Ни Ианн ле Бон, ни Мария-Анна и слышать не хотели о выезде внучки с чужими людьми в неизвестную далекую страну. Дед даже советовался со знакомыми в Геранде и вернулся с сообщением, что там по улицам еще ходят белые медведи и зубры. Никто точно не знал, как выглядят эти дикие животные, но их экзотические названия уже вызывали переполох на ферме. Впервые с памятного мартовского дня бабка сослалась на обещание, данное умирающей Жанне-Марии: она не даст в обиду ее дочь.
— Святая Анна Орейская! Добровольно выезжать из Бретани в самый разгар лета, чтобы дать себя разорвать диким зверям? И говорить с теми людьми только по-французски? Вводить их в заблуждение, они еще могут подумать, будто этот язык распространен на армориканском побережье? Будто на этом языке говорят честные бретонские «белые»? — возмущалась она с негодованием.
Анна-Мария исчерпала все аргументы, использовала весь запас приготовленных доводов. Дед с бабкой находили ответ на все. Хочет увидеть белый свет? Но то же самое хотел Франсуа — и плохо кончил. При этом не объясняли, что имеют в виду. И Анна предпочитала, чтобы они лучше понимающе посматривали друг на друга, покашливали и наконец замолкали. Она сама знала: то, что выбрал Франсуа, было недостойно настоящего бретонца. Неужели она тоже, как и ее отец, хочет быть на содержании, жить за счет щедрот чужих людей? Это трудно себе представить, ведь в Вириаке у нее есть крыша над головой и она не голодает.

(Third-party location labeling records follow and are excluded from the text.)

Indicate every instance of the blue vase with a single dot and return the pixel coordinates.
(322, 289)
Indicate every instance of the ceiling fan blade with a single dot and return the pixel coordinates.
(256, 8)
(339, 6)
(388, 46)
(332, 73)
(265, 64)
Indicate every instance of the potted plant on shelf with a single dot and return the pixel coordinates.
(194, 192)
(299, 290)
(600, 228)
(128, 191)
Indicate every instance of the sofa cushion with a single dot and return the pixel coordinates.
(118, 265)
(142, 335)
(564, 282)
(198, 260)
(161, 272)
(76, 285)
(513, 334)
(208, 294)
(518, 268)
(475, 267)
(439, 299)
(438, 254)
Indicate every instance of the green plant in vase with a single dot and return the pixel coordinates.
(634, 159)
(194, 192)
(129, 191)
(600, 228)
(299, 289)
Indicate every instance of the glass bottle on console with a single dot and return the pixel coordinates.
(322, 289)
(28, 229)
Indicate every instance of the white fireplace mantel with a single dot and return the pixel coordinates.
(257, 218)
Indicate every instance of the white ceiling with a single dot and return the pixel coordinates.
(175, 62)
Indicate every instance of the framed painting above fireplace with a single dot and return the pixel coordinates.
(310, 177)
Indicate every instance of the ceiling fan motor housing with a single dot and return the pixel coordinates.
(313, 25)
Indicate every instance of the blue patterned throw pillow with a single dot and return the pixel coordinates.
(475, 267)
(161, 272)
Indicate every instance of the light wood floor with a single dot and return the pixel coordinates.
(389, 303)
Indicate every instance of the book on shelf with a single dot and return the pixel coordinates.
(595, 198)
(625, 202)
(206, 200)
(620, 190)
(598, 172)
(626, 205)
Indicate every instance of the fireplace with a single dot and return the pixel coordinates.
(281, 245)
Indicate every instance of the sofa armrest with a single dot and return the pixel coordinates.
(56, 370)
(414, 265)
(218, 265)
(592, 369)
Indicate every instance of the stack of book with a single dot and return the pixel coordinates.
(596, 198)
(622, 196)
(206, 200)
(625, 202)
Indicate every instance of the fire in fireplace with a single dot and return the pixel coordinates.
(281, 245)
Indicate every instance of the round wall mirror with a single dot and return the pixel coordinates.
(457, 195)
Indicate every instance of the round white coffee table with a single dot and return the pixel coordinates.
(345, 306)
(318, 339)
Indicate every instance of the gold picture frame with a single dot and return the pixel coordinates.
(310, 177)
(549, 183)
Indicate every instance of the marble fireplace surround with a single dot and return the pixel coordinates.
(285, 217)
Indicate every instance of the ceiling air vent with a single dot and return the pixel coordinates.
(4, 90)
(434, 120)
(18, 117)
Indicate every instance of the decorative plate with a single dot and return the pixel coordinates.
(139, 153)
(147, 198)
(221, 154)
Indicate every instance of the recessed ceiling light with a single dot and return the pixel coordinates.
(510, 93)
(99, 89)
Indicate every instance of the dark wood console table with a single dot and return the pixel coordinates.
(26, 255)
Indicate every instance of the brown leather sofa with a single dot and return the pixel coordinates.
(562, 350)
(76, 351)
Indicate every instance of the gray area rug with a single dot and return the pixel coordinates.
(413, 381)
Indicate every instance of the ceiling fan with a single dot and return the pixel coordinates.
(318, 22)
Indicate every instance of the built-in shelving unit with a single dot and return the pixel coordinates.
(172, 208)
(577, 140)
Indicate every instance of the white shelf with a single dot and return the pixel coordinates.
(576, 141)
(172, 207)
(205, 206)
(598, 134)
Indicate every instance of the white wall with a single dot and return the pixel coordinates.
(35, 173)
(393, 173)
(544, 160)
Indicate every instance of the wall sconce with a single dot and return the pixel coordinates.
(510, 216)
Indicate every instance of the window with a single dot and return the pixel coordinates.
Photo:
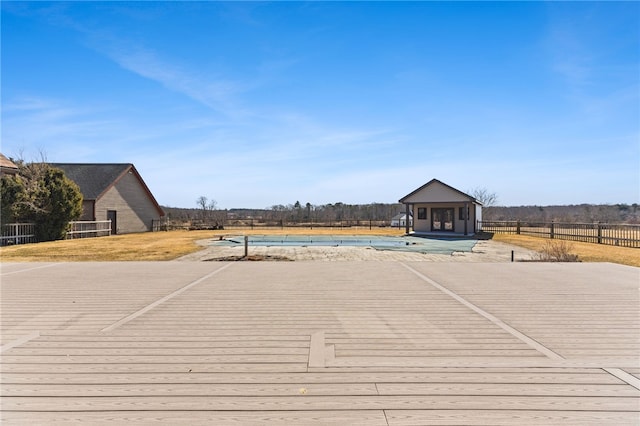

— Ты голодала? — спрашивал строго Ианн.
И Анна-Мария отрицательно качала головой, одновременно думая о том, что здесь, среди этих людей, она никогда не утолит голод, который ее с недавних пор гложет: голод перемен, познания иной жизни и других людей, похожих на Эльжбету и Дануту. Девочка пыталась объяснить, что Кристин ле Галль — родная ее тетка и она постоянно будет под ее присмотром.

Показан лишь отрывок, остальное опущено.